# I put the wheels up on FeeBay



## SilverBullet08 (Nov 28, 2022)

Here’s the link.









						Schwinn S7 24" Rim wheel set front rear bendix early 60s nice Shape  | eBay
					

<p>Schwinn S7 24" Rim wheel set front rear bendix early 60s nice Shape. </p><p>In decent shape. US shipping or local pickup only</p>



					www.ebay.com


----------



## SilverBullet08 (Dec 4, 2022)

Auction ending soon


----------



## GTs58 (Dec 4, 2022)

No mention of them being painted?


----------



## SilverBullet08 (Dec 5, 2022)

GTs58 said:


> No mention of them being painted?



I did not do it. I bought them that way.


----------



## SilverBullet08 (Dec 7, 2022)

I found out from an actual Schwinn expert,that these are original and were painted from the factory. GTs58 what was the point of your post?DOTM???


----------



## phantom (Dec 7, 2022)

The only way I have ever seen original S7's is chrome or white.


----------



## rustjunkie (Dec 7, 2022)

🤔
i’ve never seen factory silver painted spoke nipples on anything


----------



## GTs58 (Dec 7, 2022)

SilverBullet08 said:


> I found out from an actual Schwinn expert,that these are original and were painted from the factory. GTs58 what was the point of your post?DOTM???



What is DOTM????
I first saw this on my phone and the pictures had me wondering. They were originally painted ivory/white and then repainted silver. Note the info block in your listing. Next to "Modified item".


----------



## SilverBullet08 (Dec 10, 2022)

phantom said:


> The only way I have ever seen original S7's is chrome or white.



Ok but they don’t look like spray paint to me. I don’t know


----------



## SilverBullet08 (Dec 28, 2022)

Still time left,and reserve met so they will sell


----------



## Freqman1 (Dec 28, 2022)

SilverBullet08 said:


> Still time left,and reserve met so they will sell



It looks like this were listed numerous times with the high bid being about $35. This last auction started at $5 and the first bid was $160? Like others pointed out a pretty poor repaint just saying something isn't adding up here to me.


----------



## SilverBullet08 (Dec 28, 2022)

Freqman1 said:


> It looks like this were listed numerous times with the high bid being about $35. This last auction started at $5 and the first bid was $160? Like others pointed out a pretty poor repaint just saying something isn't adding up here to me.

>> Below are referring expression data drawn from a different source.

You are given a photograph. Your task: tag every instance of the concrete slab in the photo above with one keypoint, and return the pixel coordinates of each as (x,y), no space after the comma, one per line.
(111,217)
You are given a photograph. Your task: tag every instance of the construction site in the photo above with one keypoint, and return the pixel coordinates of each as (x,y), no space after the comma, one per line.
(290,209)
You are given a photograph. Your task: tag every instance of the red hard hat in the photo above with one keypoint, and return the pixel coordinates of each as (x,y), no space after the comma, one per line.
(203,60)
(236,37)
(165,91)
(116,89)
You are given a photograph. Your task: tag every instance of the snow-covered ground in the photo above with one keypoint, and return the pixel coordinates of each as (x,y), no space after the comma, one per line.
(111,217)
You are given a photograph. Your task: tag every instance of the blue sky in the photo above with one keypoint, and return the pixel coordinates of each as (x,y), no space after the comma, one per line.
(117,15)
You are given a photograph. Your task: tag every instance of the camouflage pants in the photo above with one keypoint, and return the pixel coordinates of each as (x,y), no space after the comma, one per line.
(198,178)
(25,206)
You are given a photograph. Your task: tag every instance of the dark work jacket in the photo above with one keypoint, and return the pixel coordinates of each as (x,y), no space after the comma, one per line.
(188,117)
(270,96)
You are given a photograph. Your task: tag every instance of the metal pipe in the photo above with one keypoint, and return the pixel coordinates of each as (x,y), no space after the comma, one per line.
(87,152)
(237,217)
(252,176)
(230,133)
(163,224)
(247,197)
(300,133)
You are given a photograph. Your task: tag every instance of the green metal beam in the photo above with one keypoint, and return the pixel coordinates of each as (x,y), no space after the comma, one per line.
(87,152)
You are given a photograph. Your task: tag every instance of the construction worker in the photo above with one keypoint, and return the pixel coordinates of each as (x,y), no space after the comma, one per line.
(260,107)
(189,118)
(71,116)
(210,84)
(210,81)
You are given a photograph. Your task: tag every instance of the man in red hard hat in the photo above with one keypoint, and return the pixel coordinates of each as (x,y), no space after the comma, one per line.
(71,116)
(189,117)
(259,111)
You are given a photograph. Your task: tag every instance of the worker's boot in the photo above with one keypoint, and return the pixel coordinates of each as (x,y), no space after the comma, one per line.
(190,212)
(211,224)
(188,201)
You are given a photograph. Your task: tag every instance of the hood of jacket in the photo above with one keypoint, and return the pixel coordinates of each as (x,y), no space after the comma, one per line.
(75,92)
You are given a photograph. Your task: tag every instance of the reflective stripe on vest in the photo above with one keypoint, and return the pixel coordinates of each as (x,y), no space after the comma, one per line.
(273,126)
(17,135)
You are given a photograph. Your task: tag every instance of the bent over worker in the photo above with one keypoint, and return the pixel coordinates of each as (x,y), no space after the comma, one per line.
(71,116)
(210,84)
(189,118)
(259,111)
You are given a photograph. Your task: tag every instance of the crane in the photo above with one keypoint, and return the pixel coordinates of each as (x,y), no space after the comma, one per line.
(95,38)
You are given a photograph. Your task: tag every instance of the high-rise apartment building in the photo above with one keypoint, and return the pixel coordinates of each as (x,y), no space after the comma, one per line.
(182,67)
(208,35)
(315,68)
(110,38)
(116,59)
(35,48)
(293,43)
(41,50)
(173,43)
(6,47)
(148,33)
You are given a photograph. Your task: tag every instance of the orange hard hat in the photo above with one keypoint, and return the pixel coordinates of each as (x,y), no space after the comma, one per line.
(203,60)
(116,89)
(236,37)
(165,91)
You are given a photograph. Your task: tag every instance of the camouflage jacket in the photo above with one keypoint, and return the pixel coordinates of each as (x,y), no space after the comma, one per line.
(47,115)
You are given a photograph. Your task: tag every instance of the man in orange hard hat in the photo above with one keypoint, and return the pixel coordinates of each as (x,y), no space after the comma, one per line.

Yes my reserve was met,whether you like it or not.


----------



## Robert Troub (Dec 28, 2022)

SilverBullet08 said:


> I did not do it. I bought them that way.



Right...but you want to give the best description as possible....


----------



## Robert Troub (Dec 28, 2022)

Freqman1 said:


> It looks like this were listed numerous times with the high bid being about $35. This last auction started at $5 and the first bid was $160? Like others pointed out a pretty poor repaint just saying something isn't adding up here to me.



24" wheels can be a slow sale.....I would list them as a bin, with maybe a best offer option....


----------



## Tom Carroll (Dec 28, 2022)

Should have pointed out they were repainted it’s just good buisness, not everyone is going to be able to see that and if a non educated buyer gets them thinking chrome well they will be coming back


----------



## SilverBullet08 (Jan 4, 2023)

Sold,shipped,customer is satisfied!!!End of story!!!Oh my,we got a bunch of whiny snowflakes on here,geez!


----------



## Freqman1 (Jan 4, 2023)

SilverBullet08 said:


> Sold,shipped,customer is satisfied!!!End of story!!!Oh my,we got a bunch of whiny snowflakes on here,geez!



You got lucky and found a sucker little buddy.


----------



## 49autocycledeluxe (Jan 4, 2023)

nice shape.... funny stuff.


----------



## Robert Troub (Jan 4, 2023)

SilverBullet08 said:


> Sold,shipped,customer is satisfied!!!End of story!!!Oh my,we got a bunch of whiny snowflakes on here,geez!






Freqman1 said:


> It looks like this were listed numerous times with the high bid being about $35. This last auction started at $5 and the first bid was $160? Like others pointed out a pretty poor repaint just saying something isn't adding up here to me.



Something very odd about this sale......


----------



## Robert Troub (Jan 4, 2023)

SilverBullet08 said:


> Sold,shipped,customer is satisfied!!!End of story!!!Oh my,we got a bunch of whiny snowflakes on here,geez!



You are one lucky sob...with no mention of repaint......oh well.......


----------



## Tom Carroll (Jan 4, 2023)

Oh man….your wrong but we are all snowflakes..classic


----------